Eric hat Schauspiel studiert. Für etwas anderes hat es nicht gereicht. Nach dem Studium kamen schnell Jobs für das Fernsehen. Er etablierte sich in deutschen Soaps und in der Reality-TV-Welt. Für Millionen Menschen wurde er in kürzester Zeit zum Publikumsliebling, der mit seiner charmanten Art für Unterhaltung sorgte. Dass die Menschen sich in einen Irren verliebten, merkten sie nicht oder es war ihnen egal. Irre war auch, dass er es überhaupt so weit geschafft hat ohne professionelle Hilfe. Eric kämpfte jeden Tag gegen den Gedanken, krank zu sein, wollte unter keinen Umständen seine Karriere beschädigen. Für ihn gab es nichts Wichtigeres, als seinen beruflichen Traum zu leben. Dafür nahm er sogar in Kauf, mit gebrochenem Herzen über Liebe zu reden. Öffentlich. Ihm war sein Publikum wichtiger, als sich Zeit für sich selbst zu nehmen. Wer das einmal auch nur ansatzweise erlebt hat, wird das verstehen. Wenn Millionen Menschen applaudieren, dich hochheben, ist es schwer, sich selbst nicht aus den Augen zu verlieren.

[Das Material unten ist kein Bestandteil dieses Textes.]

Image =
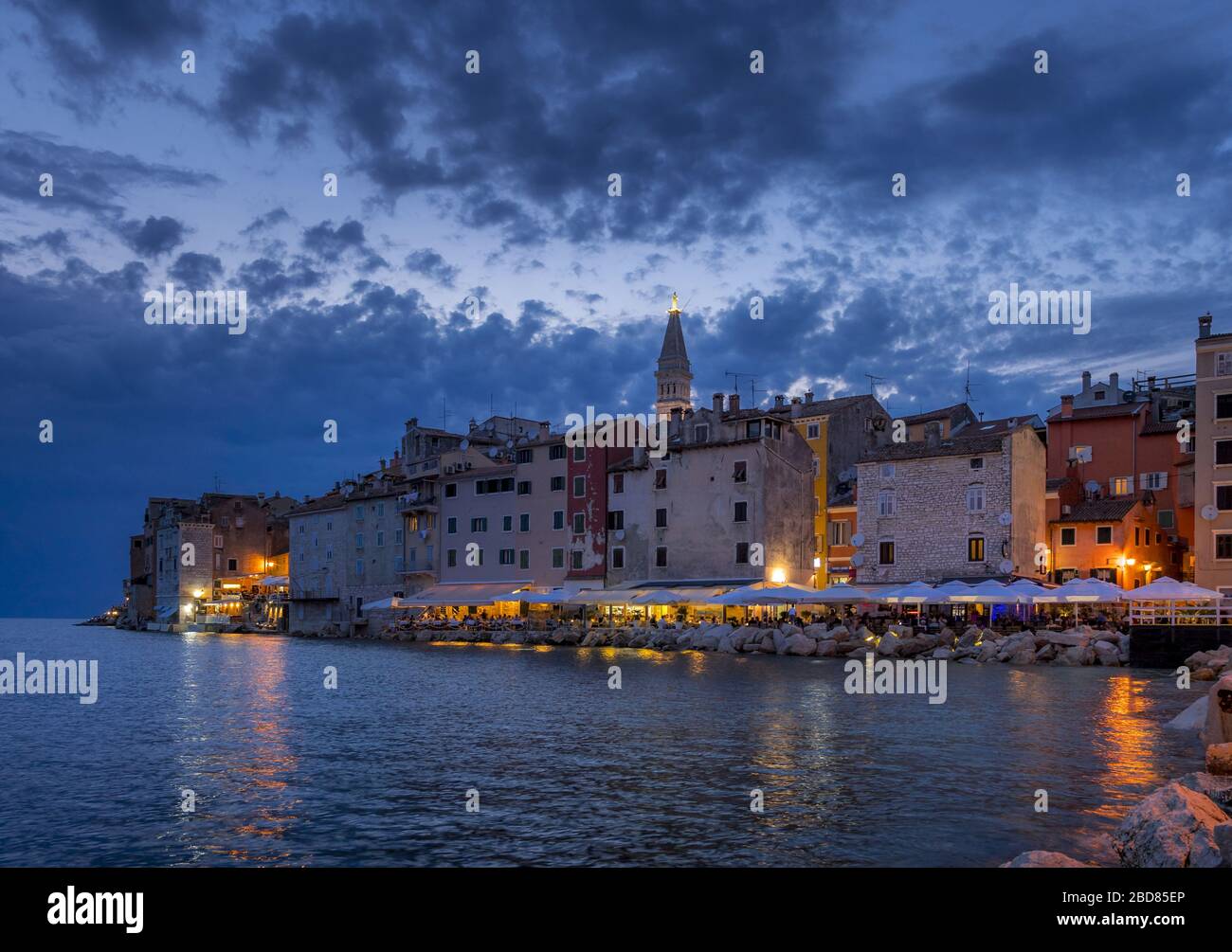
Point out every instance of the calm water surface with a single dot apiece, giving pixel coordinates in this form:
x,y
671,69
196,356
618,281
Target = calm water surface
x,y
568,770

Mit all dem soll jetzt Schluss sein. Genug Applaus für die Oberfläche, den Glanz, das »So tun als ob«. Eric wird sich in eine Psychiatrie einweisen und darauf vertrauen, dass ihm dort geholfen werden kann. Dabei gehört Vertrauen nun wirklich nicht zu seinen Stärken. Dafür sorgen das Chaos im Kopf und die schwarzen Löcher in den Erinnerungen, denn die meiste Zeit in den letzten neun Jahren hat er im Wahn verbracht.
Erics Gesicht wechselt die Farbe. Die Ampel hat das längst getan, sie steht auf grün. Freie Fahrt zur Heilung, doch Eric steht noch da und versinkt in Gedanken, bis der Autofahrer hinter ihm die Nerven verliert. Lautes Hupen zieht ihn aus seinem Gedankenfilm, in dem er wieder vor dem Spiegel steht. Für ein gepflegtes Gespräch zwischen zwei alten besten Freunden sollte immer Zeit sein. Ist doch ganz normal, dass die Person im Spiegel »du« zu dir sagt, nicht wahr?

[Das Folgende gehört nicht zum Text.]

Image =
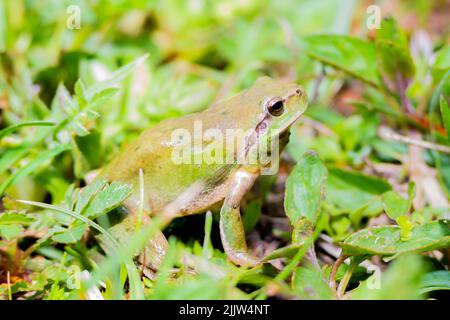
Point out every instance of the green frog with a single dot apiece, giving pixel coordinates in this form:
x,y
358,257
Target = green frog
x,y
188,165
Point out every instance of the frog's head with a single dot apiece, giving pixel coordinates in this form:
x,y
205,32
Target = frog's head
x,y
281,104
278,105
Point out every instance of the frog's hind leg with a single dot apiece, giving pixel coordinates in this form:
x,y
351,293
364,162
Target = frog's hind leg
x,y
231,228
156,247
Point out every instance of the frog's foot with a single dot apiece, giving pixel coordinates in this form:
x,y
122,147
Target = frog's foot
x,y
231,228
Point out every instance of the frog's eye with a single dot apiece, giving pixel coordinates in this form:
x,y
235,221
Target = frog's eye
x,y
276,107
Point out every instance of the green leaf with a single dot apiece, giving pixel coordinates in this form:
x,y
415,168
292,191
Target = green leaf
x,y
395,205
71,234
401,281
32,166
108,199
304,189
9,218
309,283
445,112
351,55
115,78
73,215
251,214
387,240
10,231
393,55
351,190
14,127
435,280
87,193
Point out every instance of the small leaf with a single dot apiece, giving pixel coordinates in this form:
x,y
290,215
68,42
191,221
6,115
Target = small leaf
x,y
351,190
387,240
309,283
88,192
115,78
10,231
406,227
436,280
351,55
71,234
9,218
32,166
14,127
445,112
304,189
395,205
108,199
393,55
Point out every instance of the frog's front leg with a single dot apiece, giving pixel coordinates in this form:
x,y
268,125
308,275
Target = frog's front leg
x,y
231,228
154,251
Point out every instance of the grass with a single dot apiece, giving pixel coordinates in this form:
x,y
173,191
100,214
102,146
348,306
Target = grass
x,y
70,99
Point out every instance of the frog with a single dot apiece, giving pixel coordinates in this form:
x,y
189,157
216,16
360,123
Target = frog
x,y
164,187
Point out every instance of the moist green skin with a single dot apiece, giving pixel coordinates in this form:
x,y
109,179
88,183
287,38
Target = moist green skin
x,y
165,182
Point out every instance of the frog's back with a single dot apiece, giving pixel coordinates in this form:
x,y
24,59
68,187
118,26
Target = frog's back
x,y
166,179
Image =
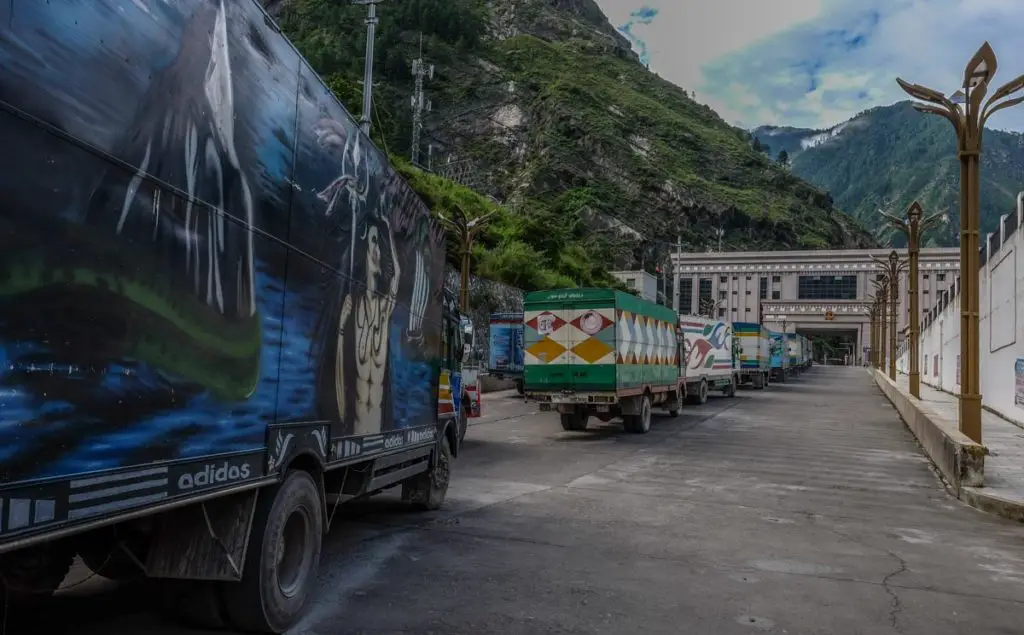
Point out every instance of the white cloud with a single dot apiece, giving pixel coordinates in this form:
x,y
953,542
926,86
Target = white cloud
x,y
815,62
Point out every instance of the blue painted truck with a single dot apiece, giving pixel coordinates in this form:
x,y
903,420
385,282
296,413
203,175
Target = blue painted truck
x,y
221,310
779,356
753,352
505,345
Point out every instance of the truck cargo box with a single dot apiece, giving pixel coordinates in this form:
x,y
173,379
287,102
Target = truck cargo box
x,y
597,340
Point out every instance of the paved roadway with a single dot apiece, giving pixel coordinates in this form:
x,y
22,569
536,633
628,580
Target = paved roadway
x,y
805,508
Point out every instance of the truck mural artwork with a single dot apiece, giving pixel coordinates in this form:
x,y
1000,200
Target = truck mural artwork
x,y
601,352
211,284
710,357
506,347
753,348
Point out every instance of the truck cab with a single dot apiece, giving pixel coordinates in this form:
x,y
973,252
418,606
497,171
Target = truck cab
x,y
459,388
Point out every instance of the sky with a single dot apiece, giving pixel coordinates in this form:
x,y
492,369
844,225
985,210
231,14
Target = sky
x,y
813,64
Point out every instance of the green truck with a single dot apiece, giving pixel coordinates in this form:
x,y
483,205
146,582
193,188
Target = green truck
x,y
601,352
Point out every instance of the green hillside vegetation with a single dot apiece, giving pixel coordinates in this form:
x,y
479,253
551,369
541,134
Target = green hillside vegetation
x,y
504,250
599,163
888,157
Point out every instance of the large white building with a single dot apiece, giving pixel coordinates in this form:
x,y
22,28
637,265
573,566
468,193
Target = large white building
x,y
823,292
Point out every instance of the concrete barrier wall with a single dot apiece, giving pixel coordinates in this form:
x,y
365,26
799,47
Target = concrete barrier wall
x,y
1001,326
961,461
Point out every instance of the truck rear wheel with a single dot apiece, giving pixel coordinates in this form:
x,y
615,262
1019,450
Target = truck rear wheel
x,y
640,424
574,422
282,559
700,396
427,491
730,388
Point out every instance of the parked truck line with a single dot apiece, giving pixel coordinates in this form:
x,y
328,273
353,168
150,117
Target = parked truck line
x,y
604,353
505,346
222,311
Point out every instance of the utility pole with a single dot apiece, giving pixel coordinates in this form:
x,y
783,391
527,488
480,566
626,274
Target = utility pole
x,y
368,65
420,70
675,274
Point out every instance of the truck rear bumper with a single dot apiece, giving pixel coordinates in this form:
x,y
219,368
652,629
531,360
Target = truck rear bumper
x,y
568,401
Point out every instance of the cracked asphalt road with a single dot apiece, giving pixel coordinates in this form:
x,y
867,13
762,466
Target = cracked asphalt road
x,y
805,508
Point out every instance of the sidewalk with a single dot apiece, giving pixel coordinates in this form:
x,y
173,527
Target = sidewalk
x,y
1003,493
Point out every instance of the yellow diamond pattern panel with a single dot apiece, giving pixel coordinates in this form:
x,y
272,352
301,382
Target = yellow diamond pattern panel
x,y
547,350
593,350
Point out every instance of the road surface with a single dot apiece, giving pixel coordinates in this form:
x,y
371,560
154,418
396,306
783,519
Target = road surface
x,y
804,508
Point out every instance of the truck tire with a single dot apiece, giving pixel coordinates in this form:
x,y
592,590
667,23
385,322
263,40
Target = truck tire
x,y
574,422
639,424
730,389
282,559
426,492
700,396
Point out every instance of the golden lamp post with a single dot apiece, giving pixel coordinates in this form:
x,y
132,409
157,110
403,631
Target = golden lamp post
x,y
465,229
893,267
914,225
881,295
969,122
873,311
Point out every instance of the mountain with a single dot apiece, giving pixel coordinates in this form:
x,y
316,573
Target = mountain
x,y
542,106
891,156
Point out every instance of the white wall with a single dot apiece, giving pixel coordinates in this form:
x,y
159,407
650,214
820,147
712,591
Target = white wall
x,y
1001,327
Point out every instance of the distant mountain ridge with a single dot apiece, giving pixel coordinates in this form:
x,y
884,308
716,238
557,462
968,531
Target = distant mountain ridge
x,y
890,156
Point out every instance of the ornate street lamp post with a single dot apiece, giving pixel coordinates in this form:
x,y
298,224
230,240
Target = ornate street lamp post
x,y
914,225
882,294
873,312
893,268
969,122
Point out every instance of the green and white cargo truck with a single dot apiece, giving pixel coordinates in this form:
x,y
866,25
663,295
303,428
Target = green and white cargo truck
x,y
601,352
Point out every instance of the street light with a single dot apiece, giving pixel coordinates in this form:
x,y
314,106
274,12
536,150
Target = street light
x,y
914,225
893,268
465,229
872,312
882,295
969,123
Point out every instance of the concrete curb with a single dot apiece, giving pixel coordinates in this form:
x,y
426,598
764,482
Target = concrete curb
x,y
960,460
1008,508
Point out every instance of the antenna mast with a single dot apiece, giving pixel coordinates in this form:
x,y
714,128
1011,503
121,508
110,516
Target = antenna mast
x,y
420,70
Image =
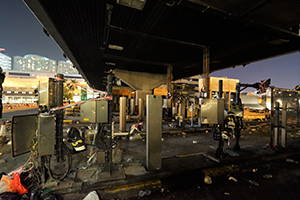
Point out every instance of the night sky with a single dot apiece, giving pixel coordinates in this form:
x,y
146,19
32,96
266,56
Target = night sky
x,y
21,34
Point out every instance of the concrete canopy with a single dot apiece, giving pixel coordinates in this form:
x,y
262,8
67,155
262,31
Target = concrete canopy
x,y
99,35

Doch jetzt: Das Gaspedal durchdrücken und dabei nicht vergessen, wo die Reise hingeht. Eric muss an die Situation zu Hause denken, an den Tanz mit Edith. Warum lag sie plötzlich auf dem Boden? Hätte er Hilfe rufen müssen? Sein Herz pocht so heftig, dass er glaubt, es werde sich jeden Moment aus dem Gefängnis in seiner Brust befreien. Kurzer Blick in den Rückspiegel, checken, ob ihn jemand verfolgt. Mit unruhiger Hand die nächste Zigarette anzünden. Rauchzeichen aus dem Fahrzeug pusten. Die Musik auf Anschlag.

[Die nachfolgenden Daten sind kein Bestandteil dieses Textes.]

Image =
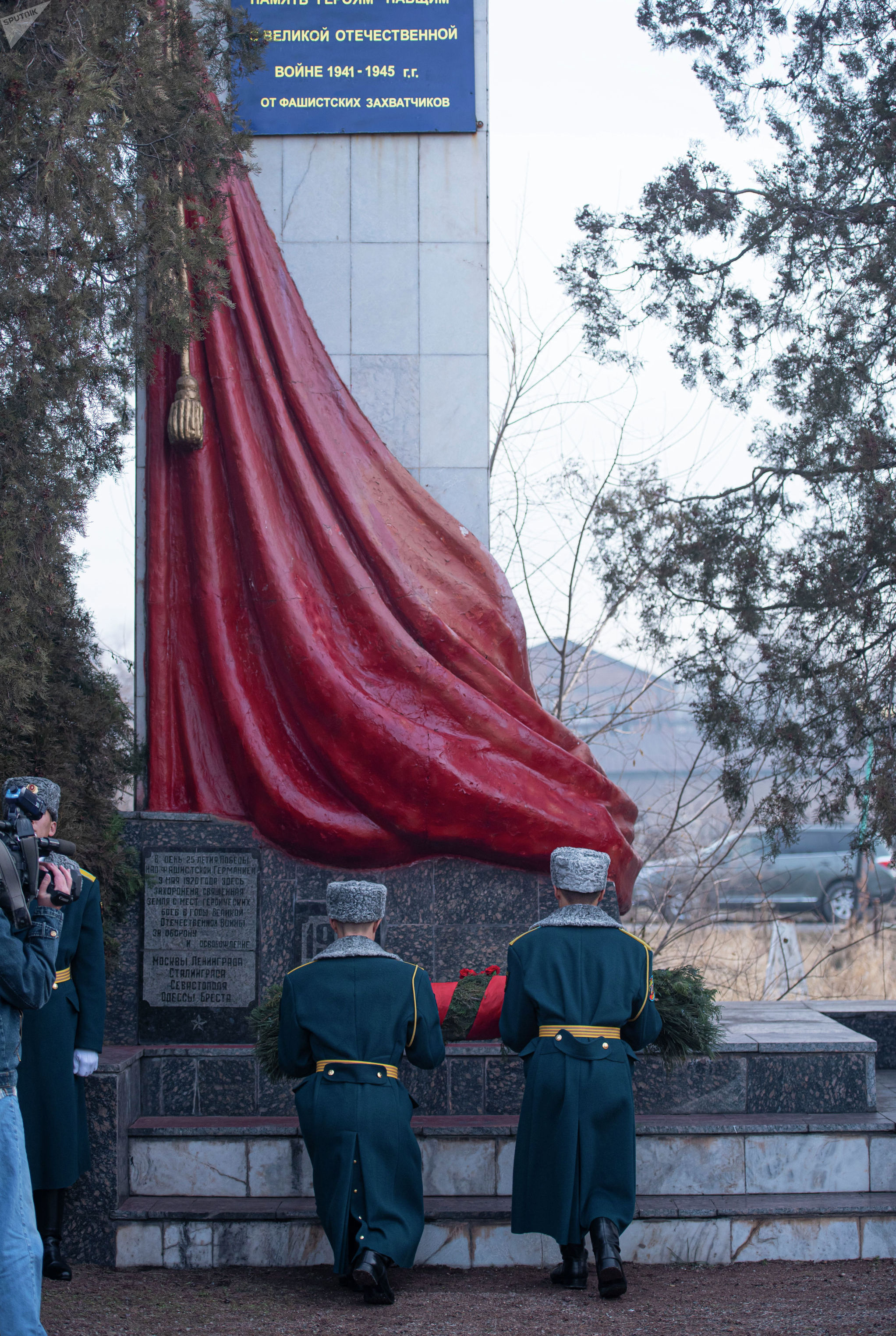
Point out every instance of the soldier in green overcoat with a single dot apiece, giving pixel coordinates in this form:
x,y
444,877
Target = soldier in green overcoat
x,y
579,1004
346,1018
60,1046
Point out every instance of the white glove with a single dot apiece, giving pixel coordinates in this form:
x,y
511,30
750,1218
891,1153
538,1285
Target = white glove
x,y
86,1063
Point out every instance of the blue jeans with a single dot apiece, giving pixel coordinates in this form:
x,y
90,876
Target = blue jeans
x,y
22,1251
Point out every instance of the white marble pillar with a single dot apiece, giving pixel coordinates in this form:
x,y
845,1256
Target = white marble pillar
x,y
388,241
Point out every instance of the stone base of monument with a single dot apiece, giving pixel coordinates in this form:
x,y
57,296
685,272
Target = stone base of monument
x,y
780,1148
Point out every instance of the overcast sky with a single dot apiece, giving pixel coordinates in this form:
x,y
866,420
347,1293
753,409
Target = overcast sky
x,y
583,111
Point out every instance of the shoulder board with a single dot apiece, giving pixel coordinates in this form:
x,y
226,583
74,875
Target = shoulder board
x,y
524,934
298,968
636,938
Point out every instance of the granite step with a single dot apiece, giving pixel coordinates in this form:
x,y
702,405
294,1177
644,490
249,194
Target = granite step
x,y
472,1156
201,1232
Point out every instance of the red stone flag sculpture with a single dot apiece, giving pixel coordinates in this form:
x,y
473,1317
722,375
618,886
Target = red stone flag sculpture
x,y
332,655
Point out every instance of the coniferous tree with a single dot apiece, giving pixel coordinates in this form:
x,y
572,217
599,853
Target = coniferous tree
x,y
109,119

Während er das Auto beschleunigt, um dem Ort der Heilung näher zu kommen, kommt Eric seine Hochzeit in den Sinn, dieser Moment, in dem er sich dafür entschieden hat, mit Edith durchs Leben zu gehen. In seinem Ehegelübde sprach er davon, niemals aufzugeben, stets dafür zu kämpfen, das Familienglück zu beschützen. Edith, hochschwanger und den Tränen nah, sprach die Zauberformel: »Ja, ich will.«
Gäste gab es keine, sollte keiner mitbekommen, wie sich die zwei Glückskekse füreinander entscheiden. Nur eine Fotografin durfte Beweisfotos schießen. Mit einem schwarzen Dodge Challenger fuhren sie vom Standesamt ins Hotel. Das Auto war so laut auf der Autobahn, dass Edith sich die Ohren zuhalten musste. Die gesamte Autofahrt amüsierten sie sich köstlich, strahlten bis über beide Ohren. Vor dem Hoteleingang stand eine Pferdestatue, auf die Eric seine schwangere Königin hob. Edith liebt Pferde über alles, reitet seit ihrer Kindheit. In diesem Moment gehörte ihnen die Welt.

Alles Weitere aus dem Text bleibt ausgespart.